Recent Acquisitions by a New Registrant: The Interplay Between Form 8-K and Rule 3-05 for Initial Registration Statements

As we previously discussed, Calvin Coolidge of Green Mountain Capital (your good client) has just acquired Maple Syrup in an LBO. Green Mountain is a private equity firm and Maple Syrup is a privately held corporation. Green Mountain financed the LBO with the proceeds from Maple Syrup’s high yield bond offering with registration rights. Maple Syrup is now preparing for the A/B exchange offer.

To effect the A/B exchange, Maple Syrup will file a registration statement on Form S-4 to exchange the restricted “A” notes for identical “B” notes that have been registered with the SEC. When the Form S-4 becomes effective, Maple Syrup will become a public reporting company, as we covered in our earlier installment.

As you’re busy preparing the registration statement, Cal calls with some exciting news regarding Maple Syrup. Maple Syrup has decided to acquire The Whipped Cream Company, creating a formidable new integrated player in the waffle and pancake topping industry. The Whipped Cream Company will fall between the 40% and 50% significance levels described under Rule 1-02(w), and the deal is expected to close at some point after the Form S-4 goes effective.

Does Maple Syrup have to include separate financial statements of Whipped Cream in the Form S-4?

No, because the acquisition is below the 50% significance level. Under Paragraph (b)(4)(i) of S-X Rule 3-05, at less than 50% significance audited financial statements are not required in the registration statement for probable acquisitions or for completed acquisitions consummated up to 74 days before the date of the offering. Note, however, that in underwritten offerings the deal team may want to discuss whether to take advantage of this accommodation–some commitment committees look for at least a one-year audit together with historical pro forma financial information, even if the 74-day grace period has not yet expired.

Does the answer change if the deal closes while the registration statement is pending?

No, if the acquisition is completed within the 74-day grace period. In other words, if Maple Syrup acquires Whipped Cream less than 74 days before the date of the final prospectus, no separate financial statements or pro formas will be needed.

What happens once Maple Syrup becomes public?

The answer depends on whether the Whipped Cream acquisition was completed before or after the Form S-4 is declared effective by the SEC.

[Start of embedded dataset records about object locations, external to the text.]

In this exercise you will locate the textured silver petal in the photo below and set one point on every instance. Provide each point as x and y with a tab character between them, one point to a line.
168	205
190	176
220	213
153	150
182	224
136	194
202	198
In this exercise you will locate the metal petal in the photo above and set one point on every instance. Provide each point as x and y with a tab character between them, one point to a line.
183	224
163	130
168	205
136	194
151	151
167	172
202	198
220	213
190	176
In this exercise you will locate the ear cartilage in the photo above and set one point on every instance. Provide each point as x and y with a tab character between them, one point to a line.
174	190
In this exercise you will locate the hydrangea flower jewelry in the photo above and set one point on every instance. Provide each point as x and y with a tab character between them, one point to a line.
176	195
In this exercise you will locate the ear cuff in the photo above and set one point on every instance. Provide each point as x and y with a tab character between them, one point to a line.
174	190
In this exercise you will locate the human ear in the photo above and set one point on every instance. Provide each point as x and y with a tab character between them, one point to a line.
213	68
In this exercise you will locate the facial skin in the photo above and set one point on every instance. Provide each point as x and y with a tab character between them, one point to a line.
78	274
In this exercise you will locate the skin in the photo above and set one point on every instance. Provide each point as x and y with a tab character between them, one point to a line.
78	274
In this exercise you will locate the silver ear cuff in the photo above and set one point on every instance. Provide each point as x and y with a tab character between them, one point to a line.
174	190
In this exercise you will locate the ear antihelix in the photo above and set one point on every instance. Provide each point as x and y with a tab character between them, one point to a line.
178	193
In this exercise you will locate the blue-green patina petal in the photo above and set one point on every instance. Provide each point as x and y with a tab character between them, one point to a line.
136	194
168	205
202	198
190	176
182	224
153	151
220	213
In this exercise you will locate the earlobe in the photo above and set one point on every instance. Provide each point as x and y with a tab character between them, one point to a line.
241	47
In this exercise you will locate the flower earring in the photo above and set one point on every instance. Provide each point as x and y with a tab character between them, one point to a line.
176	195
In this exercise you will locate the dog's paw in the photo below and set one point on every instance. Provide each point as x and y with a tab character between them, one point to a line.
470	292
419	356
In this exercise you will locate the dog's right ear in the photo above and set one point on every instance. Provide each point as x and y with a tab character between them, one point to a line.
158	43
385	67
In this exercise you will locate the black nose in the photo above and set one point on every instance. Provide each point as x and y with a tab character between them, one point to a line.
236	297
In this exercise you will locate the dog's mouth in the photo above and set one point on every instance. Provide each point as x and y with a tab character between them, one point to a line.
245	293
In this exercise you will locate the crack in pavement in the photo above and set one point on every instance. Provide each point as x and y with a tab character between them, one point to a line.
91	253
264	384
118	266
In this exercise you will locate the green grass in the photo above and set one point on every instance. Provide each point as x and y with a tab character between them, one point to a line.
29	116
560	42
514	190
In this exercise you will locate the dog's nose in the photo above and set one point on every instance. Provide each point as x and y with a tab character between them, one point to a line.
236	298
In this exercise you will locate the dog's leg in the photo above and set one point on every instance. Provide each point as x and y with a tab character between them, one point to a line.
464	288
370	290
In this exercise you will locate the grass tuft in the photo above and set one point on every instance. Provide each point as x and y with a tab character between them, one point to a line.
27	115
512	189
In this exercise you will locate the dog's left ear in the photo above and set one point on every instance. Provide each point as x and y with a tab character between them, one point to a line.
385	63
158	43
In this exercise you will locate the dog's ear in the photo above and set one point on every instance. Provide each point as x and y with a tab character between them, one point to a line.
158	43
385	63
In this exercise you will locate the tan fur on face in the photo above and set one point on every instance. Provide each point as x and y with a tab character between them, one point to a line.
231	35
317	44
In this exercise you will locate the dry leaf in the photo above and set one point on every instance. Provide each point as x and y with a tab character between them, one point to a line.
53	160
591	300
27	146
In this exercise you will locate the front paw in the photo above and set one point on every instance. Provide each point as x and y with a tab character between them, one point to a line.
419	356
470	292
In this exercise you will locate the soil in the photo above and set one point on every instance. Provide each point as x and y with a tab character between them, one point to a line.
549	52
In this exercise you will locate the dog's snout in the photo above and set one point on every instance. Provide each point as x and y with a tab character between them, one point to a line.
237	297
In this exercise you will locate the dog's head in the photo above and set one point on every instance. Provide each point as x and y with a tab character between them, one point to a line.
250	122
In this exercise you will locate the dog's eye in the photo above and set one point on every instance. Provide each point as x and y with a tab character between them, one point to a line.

If the acquisition closes after effectiveness, then Maple Syrup would file its Form 8-K reporting the acquisition under Item 2.01 within four business days after closing, and an amended 8-K with required historical and pro forma financial information no later than 71 calendar days plus four business days after closing (i.e., the 71-day clock runs from the due date of the original 8-K rather than its actual filing date). As a reminder, here is our handy flowchart that shows when a Form 8-K must be filed in connection with an acquisition. In addition, the summary of Rule 3-05 in the section "Recent and Probable Acquisitions" of our publication Financial Statement Requirements in US Securities Offerings reminds us that two years of audited financials (plus financials for any required interim periods) of Whipped Cream will need to be filed since the acquisition of Whipped Cream exceeds the 40% significance threshold. And since Rule 3-05 financials are required, pro forma financials will also be required under Regulation S-X Article 11 (see the section "Pro Forma Financial Information" of  Financial Statement Requirements in US Securities Offerings).

If the deal closed before effectiveness, the timing of the Form 8-K filing is different, although its content would be the same. Paragraph (b)(4)(ii) of Rule 3-05 provides that an issuer that omits from its initial registration statement the required financial statements of a recently acquired business shall furnish those financial statements under cover of Form 8-K “not more than 74 calendar days” after consummation of the acquisition – i.e., by the 75th day. But recall that Form 8-K Item 2.01/9.01 requires the financials to be filed within four business days plus 71 calendar days, which in some instances may be more than 75 calendar days. So which controls? In practice, the SEC Staff will let you go with 71 calendar days plus four business days. See the Note to Section 2050.1 of the Financial Reporting Manual.